Kunden muss man ködern und wenn man sie hat, auch halten. Dies gilt ebenfalls für Arbeitskräfte. Einkommenskombinationen sind mit einem großen Arbeitsaufwand verbunden und es ist gerade in den Dienstleistungsbereichen wie Verkauf und Gastronomie zurzeit schwer, Mitarbeiter zu bekommen. Natürlich muss die Bezahlung stimmen. Mehr als Tariflohn ist angesagt, aber damit allein ist es nicht getan. Ihre Attraktivität können die Betriebe mit Einkommensalternativen durch sogenannte Benefits steigern, wie die Teilnahme an Fort- und Weiterbildungen. Und warum nicht wie für die Kunden regelmäßig ein Fest speziell für die Mitarbeiter machen, wie jetzt ein Erntedankfest? Dies fördert die Teambildung und die Bindung an den Betrieb.

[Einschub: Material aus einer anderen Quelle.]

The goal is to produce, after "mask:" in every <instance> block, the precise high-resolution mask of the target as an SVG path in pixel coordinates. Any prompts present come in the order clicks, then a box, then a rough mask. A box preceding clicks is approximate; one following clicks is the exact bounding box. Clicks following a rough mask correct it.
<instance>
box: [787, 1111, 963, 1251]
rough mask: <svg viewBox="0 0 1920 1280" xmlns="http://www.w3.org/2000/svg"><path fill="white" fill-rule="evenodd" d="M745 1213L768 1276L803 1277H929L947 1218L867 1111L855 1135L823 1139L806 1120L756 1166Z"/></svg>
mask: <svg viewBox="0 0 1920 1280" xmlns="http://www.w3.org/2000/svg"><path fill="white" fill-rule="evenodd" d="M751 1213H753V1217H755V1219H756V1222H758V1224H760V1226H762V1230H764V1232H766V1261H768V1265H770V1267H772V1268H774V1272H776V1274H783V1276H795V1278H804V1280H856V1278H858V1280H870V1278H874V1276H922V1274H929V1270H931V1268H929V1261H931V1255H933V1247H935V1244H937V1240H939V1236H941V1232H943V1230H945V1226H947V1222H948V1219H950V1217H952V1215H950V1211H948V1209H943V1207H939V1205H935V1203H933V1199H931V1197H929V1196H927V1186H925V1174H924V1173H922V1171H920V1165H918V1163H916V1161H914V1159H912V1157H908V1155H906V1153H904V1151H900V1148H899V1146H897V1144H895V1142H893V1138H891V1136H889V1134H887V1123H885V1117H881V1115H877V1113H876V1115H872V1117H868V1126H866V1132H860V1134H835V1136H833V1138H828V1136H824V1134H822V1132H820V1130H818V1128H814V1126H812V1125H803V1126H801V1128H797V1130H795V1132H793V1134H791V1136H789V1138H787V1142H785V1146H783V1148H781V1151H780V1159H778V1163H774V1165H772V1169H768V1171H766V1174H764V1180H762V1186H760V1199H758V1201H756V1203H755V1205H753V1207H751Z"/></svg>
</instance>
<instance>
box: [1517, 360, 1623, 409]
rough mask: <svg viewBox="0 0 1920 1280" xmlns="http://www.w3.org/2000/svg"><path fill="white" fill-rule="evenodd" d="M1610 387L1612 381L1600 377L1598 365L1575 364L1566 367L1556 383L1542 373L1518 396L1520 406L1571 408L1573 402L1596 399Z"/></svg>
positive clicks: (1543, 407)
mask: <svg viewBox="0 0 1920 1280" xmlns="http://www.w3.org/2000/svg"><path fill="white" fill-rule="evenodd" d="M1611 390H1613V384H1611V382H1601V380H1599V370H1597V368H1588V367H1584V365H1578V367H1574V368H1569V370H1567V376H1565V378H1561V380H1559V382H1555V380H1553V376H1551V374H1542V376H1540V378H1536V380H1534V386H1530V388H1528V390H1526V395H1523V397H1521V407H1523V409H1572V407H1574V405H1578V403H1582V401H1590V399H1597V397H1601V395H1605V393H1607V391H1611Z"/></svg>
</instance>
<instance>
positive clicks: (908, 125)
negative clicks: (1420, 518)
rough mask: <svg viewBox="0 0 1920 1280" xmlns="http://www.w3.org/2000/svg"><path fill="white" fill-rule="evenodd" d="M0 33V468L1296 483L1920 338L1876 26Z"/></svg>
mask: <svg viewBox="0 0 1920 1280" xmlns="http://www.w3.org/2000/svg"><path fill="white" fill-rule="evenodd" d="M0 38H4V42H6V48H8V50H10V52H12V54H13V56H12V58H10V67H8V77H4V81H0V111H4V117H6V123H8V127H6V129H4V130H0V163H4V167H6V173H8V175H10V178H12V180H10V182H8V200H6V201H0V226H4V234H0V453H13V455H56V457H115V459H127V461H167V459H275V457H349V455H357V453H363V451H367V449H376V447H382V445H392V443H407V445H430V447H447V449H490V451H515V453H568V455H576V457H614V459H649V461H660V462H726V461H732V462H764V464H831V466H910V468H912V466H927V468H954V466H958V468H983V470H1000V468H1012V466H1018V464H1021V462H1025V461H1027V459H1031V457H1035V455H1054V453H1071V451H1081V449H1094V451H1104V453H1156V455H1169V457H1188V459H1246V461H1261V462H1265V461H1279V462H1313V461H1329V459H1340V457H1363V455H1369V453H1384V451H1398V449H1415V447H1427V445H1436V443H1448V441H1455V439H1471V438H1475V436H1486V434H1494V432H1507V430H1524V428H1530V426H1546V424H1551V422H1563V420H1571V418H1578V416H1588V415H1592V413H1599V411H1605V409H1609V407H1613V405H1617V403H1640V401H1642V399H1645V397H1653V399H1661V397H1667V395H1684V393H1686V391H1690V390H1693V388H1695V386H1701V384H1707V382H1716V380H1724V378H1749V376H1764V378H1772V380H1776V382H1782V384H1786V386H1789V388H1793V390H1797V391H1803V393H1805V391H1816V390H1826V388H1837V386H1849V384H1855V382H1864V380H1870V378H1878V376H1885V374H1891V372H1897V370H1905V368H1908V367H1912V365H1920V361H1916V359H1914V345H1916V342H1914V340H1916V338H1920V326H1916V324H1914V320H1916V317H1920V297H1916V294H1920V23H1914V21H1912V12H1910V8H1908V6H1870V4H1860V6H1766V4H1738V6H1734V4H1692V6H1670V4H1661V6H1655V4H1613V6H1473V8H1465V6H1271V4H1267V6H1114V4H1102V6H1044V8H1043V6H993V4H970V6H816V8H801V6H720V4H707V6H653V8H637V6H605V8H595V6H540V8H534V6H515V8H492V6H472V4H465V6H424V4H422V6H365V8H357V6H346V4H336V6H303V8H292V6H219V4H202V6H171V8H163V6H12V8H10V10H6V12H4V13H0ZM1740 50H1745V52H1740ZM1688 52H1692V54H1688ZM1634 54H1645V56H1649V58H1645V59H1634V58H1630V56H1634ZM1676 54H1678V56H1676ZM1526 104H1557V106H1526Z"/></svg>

Einkommensalternativen sind nicht für jeden Betrieb etwas. Sie müssen zum Betrieb und vor allem zu den Personen passen. Es ist einfach nicht jedermanns Sache, ständig Kunden um sich zu haben und deren Wünsche zu bedienen. Das muss man wollen. Und man muss für die Einkommensalternative brennen und mit Herzblut dabei sein. Wenn es gut läuft, dann zieht auch irgendwann die ganze Familie mit und die Nachfolgegeneration steigt mit ein, wie beispielsweise die junge Betriebsleiterin und der junge Betriebsleiter, die wir Ihnen in dieser Ausgabe vorstellen (siehe LZ 40-2023, S. 29 und 33). Wichtig bei einer Einkommensalternative ist, dass die Geschäftsidee und der Standort stimmen und es ein Angebot gibt, das auch nachgefragt wird. Vor allem aber Mut und Innovationsgeist sind gefragt. Dann können die Einkommensalternativen durchaus ein lukratives Standbein für „alte Hasen“, aber auch für Neueinsteiger sein.